In addition to the established genetically determined risk factors for VTEs mentioned above, a number of other risk factors is described in the literature which may be associated with an increased risk of thrombosis in pregnancy or which, in the case of the simultaneous appearance with other thrombophilic risk factors, may modulate the risk of thrombosis caused by these factors. These include, for example, the homozygous variants (4G/4G) of the 4G/5G polymorphism of the plasminogen activator inhibitor type 1 (PAI-1), the increase in the level of plasma coagulation factors, as well as the increase in lipoprotein (a) and homocysteine. The influence of these not generally accepted and subordinate risk factors on the risk of thrombosis in pregnancy is not precisely defined, nor is their interaction with other thrombophilic risk factors. Thus these factors should generally not be used to estimate the risk of thrombosis during pregnancy.

Acquired thrombophilia: Antiphospholipid syndrome (APLS)

Among the acquired coagulation disorders, APLS is considered to play a significant role in the development of thrombotic events during pregnancy [25], [31]. In addition to venous and arterial thromboses, this clinical picture is characterised by a tendency for spontaneous miscarriages and other pregnancy complications. Antiphospholipid (APL) antibodies can be detected in affected persons, whereby APL antibodies active in coagulation (lupus anticoagulants) should be differentiated from those which have no effect on coagulation tests (in particular cardiolipin antibodies and β₂ glycoprotein-I antibodies). The diagnosis of an APLS can then only be made if at least one of the above clinical signs is present and one or more of the above APL antibodies can be verifiably detected in a chronological connection; by contrast, the findings of positive APL antibodies without a clinical correlation do not permit the diagnosis of an antiphospholipid syndrome, however allow an increased risk of complications to be suspected. Close management of asymptomatic pregnant women with increased APL antibodies is therefore recommended.

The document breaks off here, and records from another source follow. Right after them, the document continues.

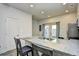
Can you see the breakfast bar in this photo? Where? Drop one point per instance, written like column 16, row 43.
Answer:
column 57, row 47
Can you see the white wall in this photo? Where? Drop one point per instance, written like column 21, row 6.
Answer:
column 64, row 20
column 13, row 22
column 35, row 28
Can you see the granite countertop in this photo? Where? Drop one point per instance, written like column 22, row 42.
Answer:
column 67, row 46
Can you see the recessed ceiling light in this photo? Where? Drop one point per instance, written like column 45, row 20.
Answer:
column 31, row 5
column 66, row 11
column 49, row 16
column 42, row 12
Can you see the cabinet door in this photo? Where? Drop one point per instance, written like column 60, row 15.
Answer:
column 14, row 26
column 59, row 53
column 12, row 31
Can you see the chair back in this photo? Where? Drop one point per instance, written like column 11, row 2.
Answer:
column 18, row 45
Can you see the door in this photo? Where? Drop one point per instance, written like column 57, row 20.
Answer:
column 50, row 31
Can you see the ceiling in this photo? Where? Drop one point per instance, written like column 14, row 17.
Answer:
column 49, row 9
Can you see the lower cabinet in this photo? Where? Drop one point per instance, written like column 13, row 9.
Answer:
column 59, row 53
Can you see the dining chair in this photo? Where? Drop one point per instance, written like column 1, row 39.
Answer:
column 22, row 51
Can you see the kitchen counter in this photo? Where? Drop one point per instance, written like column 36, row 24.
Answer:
column 67, row 46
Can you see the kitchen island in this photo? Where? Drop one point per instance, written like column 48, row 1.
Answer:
column 58, row 48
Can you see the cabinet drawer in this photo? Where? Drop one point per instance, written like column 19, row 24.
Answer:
column 59, row 53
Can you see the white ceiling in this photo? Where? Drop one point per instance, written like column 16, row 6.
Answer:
column 51, row 9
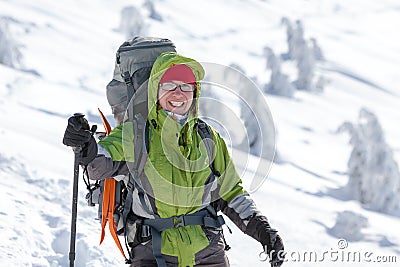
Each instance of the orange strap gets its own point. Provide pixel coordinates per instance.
(109, 201)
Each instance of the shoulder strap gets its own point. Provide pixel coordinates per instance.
(109, 202)
(206, 135)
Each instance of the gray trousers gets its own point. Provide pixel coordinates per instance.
(213, 255)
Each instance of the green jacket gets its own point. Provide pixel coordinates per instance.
(177, 167)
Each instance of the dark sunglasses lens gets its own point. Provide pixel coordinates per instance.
(187, 87)
(168, 86)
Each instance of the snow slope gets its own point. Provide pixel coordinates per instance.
(68, 50)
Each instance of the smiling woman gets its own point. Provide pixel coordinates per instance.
(170, 98)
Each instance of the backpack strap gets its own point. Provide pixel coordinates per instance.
(205, 133)
(201, 217)
(108, 203)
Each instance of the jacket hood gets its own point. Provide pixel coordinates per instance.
(160, 66)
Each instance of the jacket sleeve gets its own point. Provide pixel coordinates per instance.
(233, 200)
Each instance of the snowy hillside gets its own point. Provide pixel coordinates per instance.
(58, 56)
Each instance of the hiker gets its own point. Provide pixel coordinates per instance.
(180, 183)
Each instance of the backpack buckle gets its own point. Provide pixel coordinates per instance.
(178, 221)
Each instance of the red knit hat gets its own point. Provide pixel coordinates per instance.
(179, 72)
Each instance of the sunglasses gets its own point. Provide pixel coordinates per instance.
(170, 86)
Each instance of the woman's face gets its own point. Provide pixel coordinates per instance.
(176, 101)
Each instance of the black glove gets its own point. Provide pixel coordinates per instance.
(78, 134)
(259, 228)
(274, 248)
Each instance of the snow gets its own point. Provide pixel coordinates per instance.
(67, 57)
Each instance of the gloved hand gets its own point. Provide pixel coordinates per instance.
(78, 134)
(259, 228)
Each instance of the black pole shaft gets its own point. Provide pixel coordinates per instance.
(77, 152)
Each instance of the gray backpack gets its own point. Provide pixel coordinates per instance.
(133, 64)
(134, 61)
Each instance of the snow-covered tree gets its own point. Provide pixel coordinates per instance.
(317, 51)
(10, 54)
(149, 4)
(279, 83)
(132, 22)
(374, 176)
(349, 225)
(289, 35)
(305, 54)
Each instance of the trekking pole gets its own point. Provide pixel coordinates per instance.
(77, 152)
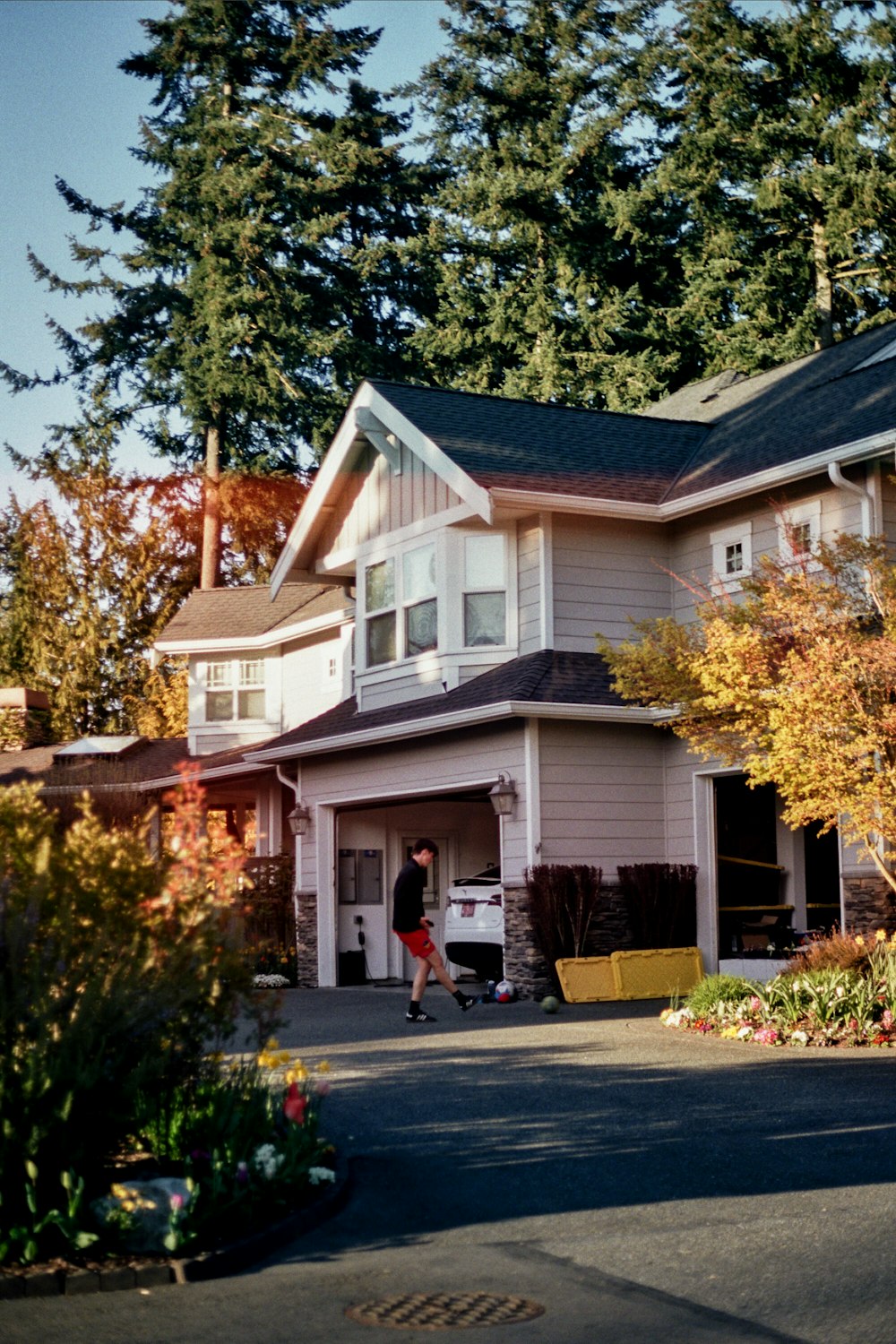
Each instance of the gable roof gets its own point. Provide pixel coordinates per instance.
(704, 444)
(247, 616)
(528, 683)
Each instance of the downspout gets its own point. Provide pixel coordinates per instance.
(863, 494)
(297, 847)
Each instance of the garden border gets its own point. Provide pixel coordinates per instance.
(206, 1265)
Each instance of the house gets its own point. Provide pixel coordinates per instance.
(427, 634)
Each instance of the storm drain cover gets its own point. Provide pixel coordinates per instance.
(444, 1311)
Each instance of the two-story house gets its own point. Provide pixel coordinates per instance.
(427, 639)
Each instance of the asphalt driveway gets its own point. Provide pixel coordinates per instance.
(637, 1183)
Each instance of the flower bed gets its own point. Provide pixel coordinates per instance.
(840, 991)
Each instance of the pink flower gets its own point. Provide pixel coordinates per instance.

Older age during pregnancy

The influence of age of the pregnant woman on the risk of thrombosis has been investigated in numerous studies with results that have not been entirely consistent. Case-control studies revealed that the relative risk for pregnancy-associated VTEs at an age of > 35 years is approximately twice as high as at an age of ≤ 35 years [32].

Obesity

Obesity is fundamentally associated with a slight increase in risk for VTEs. For pregnancy-associated VTEs, a relevant increase in risk has been demonstrated in the case of a body mass index (BMI) over 30 kg/m² [9], [33], [34]. In a large population-based cohort study in the United States, pregnant women with a BMI ≥ 40 kg/m² (measured before pregnancy) had an adjusted odds ratio for prenatal VTEs of 2.9 (95% confidence interval 2.2 – 3.8) and for postpartum VTEs of 3.6 (95% confidence interval 2.9 – 4.6), as compared to pregnant women of a normal weight [35]. In view of this finding, the authors of the study consider the significance of the risk factor of obesity in the current guidelines on VTE prophylaxis in pregnancy, for example from the ACCP (American College of Chest Physicians) [36], RCOG (Royal College of Obstetricians and Gynaecologists) [32] and ACOG (American College of Obstetricians and Gynecologists) [37] to be only inadequately represented. In the German S3 guideline on VTE prophylaxis as well, a BMI > 30 kg/m² is listed only as a risk factor for non-pregnant women and its relative significance is classified as “moderate” [38].

Caesarean section

Compared to a spontaneous delivery, a Caesarean section is associated with a risk of postpartum thrombosis which is about twice as high [6], however the absolute risk is still relatively low.

Infertility treatment

Nowadays, women with sterility or (recurrent) miscarriages frequently undergo “fertility treatments”. A component of these treatments is generally the application of sex hormones for hormone stimulation. As a result, depending on the nature and dosage of the hormone administered, an increase in the risk of thrombosis is induced, especially in the first trimester of pregnancy [39], [40], [41]; this should therefore be taken into consideration clinically. Particularly after past thrombotic events and/or if clinically relevant thrombophilia is present, conducting hormone stimulation as part of infertility treatment may possibly be associated with an increased risk and there should therefore be a careful consideration of the risks and benefits, because hormone application is formally contraindicated if there is an existing tendency to develop a thrombosis. For patients at risk, interdisciplinary management by the infertility centre and a haemostaseological facility is recommended to precisely assess the risk of thrombosis and, where applicable, develop an optimal strategy for thrombosis prophylaxis during stimulation and in any subsequent pregnancy [9], [42].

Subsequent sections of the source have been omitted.